Cosmetic tattooing has been popular in some cultures for years. Its convenience is making it more common in the Western world. A local anesthetic is administered , then a vibrating needle deposits pigment under the skin—like a tattoo.

Things can go badly, if the permanent cosmetics is performed by someone with little training or appreciation for the anatomy of the eye. The color of the pigment used can also be dangerous and elicit an allergic reaction in the sensitive skin around your eye. Like all body ink, there is a risk of infection and HIV transmission.

Dangerous chemicals

Some additives in cosmetics are not approved for use in the U.S. One of these is kohl which has been linked to lead poisoning in children. Always understand what is in your makeup before you buy! The FDA has an approved list of additives for cosmetics.

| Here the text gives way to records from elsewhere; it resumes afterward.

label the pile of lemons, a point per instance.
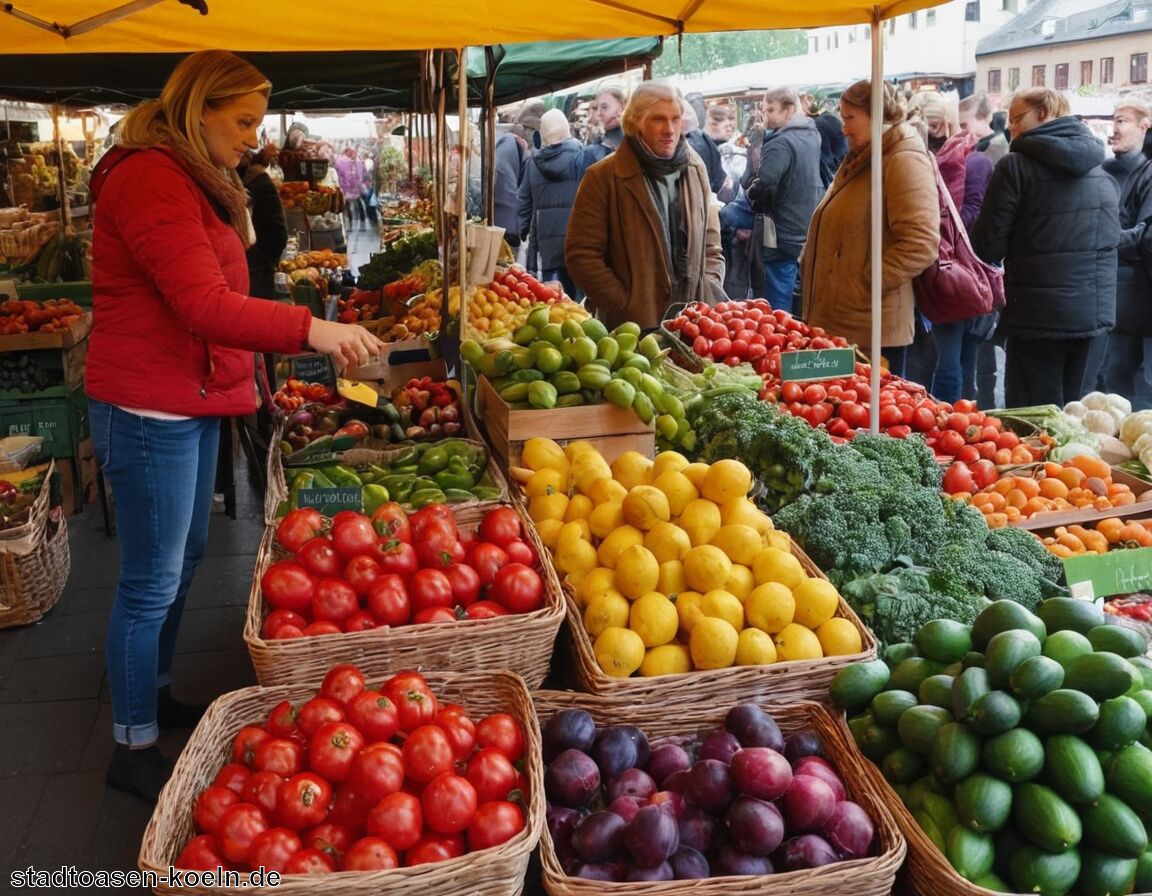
(673, 567)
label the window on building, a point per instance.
(1138, 68)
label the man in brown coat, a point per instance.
(643, 232)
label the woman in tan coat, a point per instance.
(836, 273)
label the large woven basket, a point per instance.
(869, 876)
(35, 562)
(498, 871)
(802, 680)
(521, 643)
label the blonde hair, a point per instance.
(859, 96)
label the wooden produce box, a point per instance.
(609, 430)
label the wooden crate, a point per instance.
(611, 430)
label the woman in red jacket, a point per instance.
(172, 351)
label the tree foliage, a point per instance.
(695, 53)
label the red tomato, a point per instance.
(448, 802)
(210, 805)
(333, 748)
(377, 771)
(342, 683)
(303, 799)
(287, 585)
(494, 824)
(500, 526)
(427, 752)
(334, 600)
(237, 828)
(298, 526)
(491, 773)
(501, 731)
(319, 557)
(518, 587)
(398, 819)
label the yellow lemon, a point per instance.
(700, 519)
(744, 511)
(770, 607)
(677, 488)
(548, 530)
(726, 479)
(666, 461)
(619, 651)
(724, 605)
(606, 612)
(739, 541)
(606, 517)
(795, 642)
(606, 490)
(631, 469)
(645, 506)
(615, 543)
(595, 583)
(580, 507)
(546, 481)
(667, 541)
(741, 582)
(706, 568)
(539, 454)
(755, 647)
(637, 572)
(816, 601)
(654, 619)
(547, 507)
(839, 637)
(713, 643)
(773, 564)
(696, 473)
(688, 609)
(672, 578)
(667, 659)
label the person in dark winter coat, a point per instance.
(547, 190)
(1128, 361)
(786, 191)
(1051, 214)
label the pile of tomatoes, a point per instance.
(361, 779)
(394, 569)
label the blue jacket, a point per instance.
(546, 195)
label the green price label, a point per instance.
(806, 365)
(1092, 576)
(331, 501)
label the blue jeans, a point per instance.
(161, 473)
(780, 273)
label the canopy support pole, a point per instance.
(877, 220)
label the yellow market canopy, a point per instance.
(176, 27)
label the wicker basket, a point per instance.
(35, 562)
(521, 643)
(802, 680)
(869, 876)
(498, 871)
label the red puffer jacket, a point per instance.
(173, 328)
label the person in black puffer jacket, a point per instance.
(551, 180)
(1051, 214)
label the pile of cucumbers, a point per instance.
(565, 365)
(1020, 744)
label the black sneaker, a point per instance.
(142, 773)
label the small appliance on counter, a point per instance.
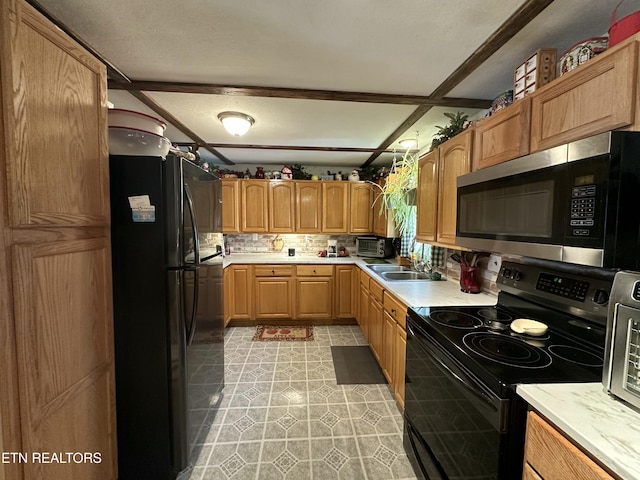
(621, 374)
(374, 247)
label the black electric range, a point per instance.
(464, 363)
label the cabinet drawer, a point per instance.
(395, 308)
(314, 270)
(273, 270)
(553, 456)
(376, 290)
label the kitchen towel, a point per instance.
(438, 257)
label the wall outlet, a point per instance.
(494, 264)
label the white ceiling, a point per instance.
(403, 47)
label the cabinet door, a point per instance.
(308, 206)
(64, 331)
(455, 160)
(375, 328)
(388, 344)
(228, 292)
(363, 312)
(552, 455)
(273, 297)
(594, 98)
(282, 199)
(399, 368)
(335, 204)
(230, 206)
(314, 297)
(503, 136)
(254, 200)
(55, 126)
(427, 197)
(347, 279)
(238, 303)
(360, 217)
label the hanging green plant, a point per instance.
(457, 123)
(398, 193)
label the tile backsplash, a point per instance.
(304, 244)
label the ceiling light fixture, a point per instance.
(408, 142)
(236, 123)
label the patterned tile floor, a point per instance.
(284, 417)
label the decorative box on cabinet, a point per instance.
(596, 97)
(536, 71)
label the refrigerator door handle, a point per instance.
(191, 328)
(192, 214)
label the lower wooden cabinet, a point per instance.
(376, 320)
(549, 455)
(314, 297)
(290, 291)
(399, 364)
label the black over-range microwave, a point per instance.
(575, 203)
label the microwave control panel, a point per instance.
(583, 209)
(563, 286)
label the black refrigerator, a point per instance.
(168, 311)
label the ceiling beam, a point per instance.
(298, 94)
(516, 22)
(301, 148)
(164, 113)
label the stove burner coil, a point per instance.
(506, 350)
(451, 318)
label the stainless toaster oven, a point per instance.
(621, 373)
(374, 247)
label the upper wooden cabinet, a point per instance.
(360, 218)
(254, 212)
(427, 197)
(454, 160)
(56, 127)
(230, 205)
(594, 98)
(282, 199)
(57, 355)
(503, 136)
(335, 207)
(308, 207)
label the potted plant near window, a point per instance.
(398, 193)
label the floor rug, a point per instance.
(356, 365)
(283, 333)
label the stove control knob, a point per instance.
(600, 297)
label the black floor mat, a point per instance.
(356, 365)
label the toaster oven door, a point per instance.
(624, 361)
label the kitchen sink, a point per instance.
(388, 268)
(405, 275)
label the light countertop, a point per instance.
(411, 293)
(606, 428)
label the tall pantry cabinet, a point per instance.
(56, 339)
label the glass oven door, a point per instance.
(456, 427)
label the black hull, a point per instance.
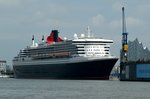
(97, 69)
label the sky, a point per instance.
(20, 19)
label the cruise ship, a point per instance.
(84, 57)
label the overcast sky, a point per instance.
(20, 19)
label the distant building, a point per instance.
(137, 52)
(3, 66)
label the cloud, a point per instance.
(98, 20)
(9, 2)
(133, 22)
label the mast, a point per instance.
(124, 54)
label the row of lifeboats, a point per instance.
(51, 55)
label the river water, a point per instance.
(11, 88)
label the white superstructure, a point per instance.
(92, 47)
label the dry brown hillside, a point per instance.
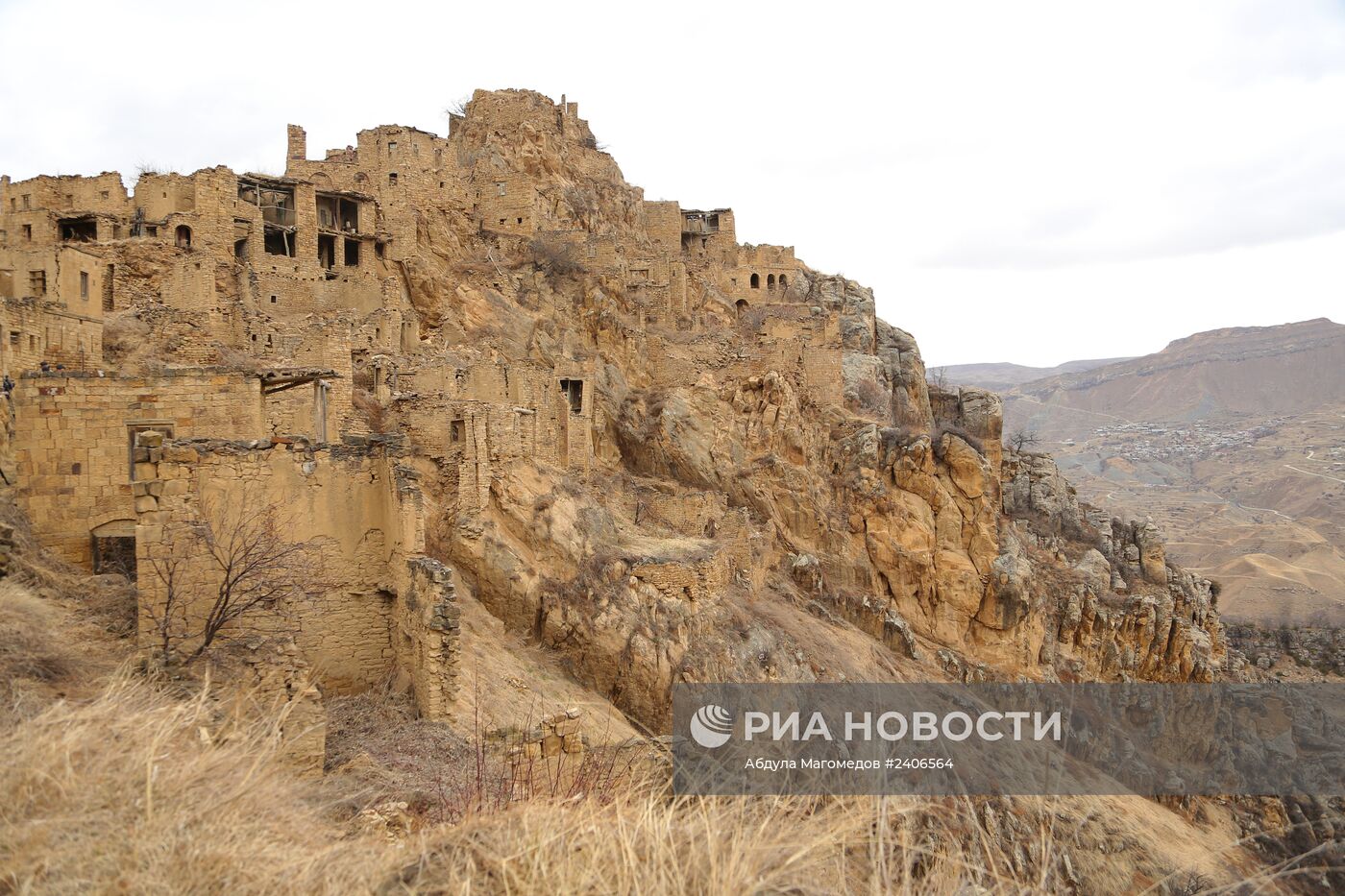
(447, 453)
(1234, 442)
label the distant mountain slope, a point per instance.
(1241, 370)
(1001, 376)
(1234, 440)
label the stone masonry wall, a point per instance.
(73, 437)
(385, 611)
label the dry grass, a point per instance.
(118, 784)
(29, 638)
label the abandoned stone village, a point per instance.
(483, 368)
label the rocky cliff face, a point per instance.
(743, 472)
(740, 521)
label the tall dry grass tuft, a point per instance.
(138, 792)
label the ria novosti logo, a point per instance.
(712, 725)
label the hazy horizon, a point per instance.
(1130, 175)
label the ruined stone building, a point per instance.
(483, 366)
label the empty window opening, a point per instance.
(276, 202)
(279, 242)
(574, 390)
(347, 213)
(327, 213)
(114, 547)
(132, 429)
(326, 251)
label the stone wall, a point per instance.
(380, 610)
(73, 443)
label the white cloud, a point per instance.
(1021, 182)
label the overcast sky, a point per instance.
(1017, 181)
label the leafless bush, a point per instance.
(231, 563)
(1024, 439)
(961, 433)
(554, 255)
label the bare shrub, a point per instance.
(249, 563)
(554, 255)
(1024, 439)
(961, 433)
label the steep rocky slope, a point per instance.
(740, 520)
(1231, 442)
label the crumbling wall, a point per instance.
(380, 610)
(73, 442)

10 take-home tips to maintain your eye health

  1. Wash your hands.
  2. Never share cosmetics.
  3. Apply eyeliner on the outside of the lash line to avoid it scratching your eye.  
  4. Toss your eye makeup before it expires.
  5. Discard makeup following an eye or skin infection.
  6. Store cosmetics below 85°F.
  7. Never apply makeup in a moving vehicle.
  8. Thoroughly remove eye makeup at the end of the day.
  9. Introduce one new product at a time to monitor for allergic reactions.
  10. Swerve glitter and metallic makeup and those that contain dangerous chemicals.

Despite all the doom and gloom, it is possible to have fabulous sparkling eyes without causing lasting damage, Exercise simple precautions to maximize your eye health!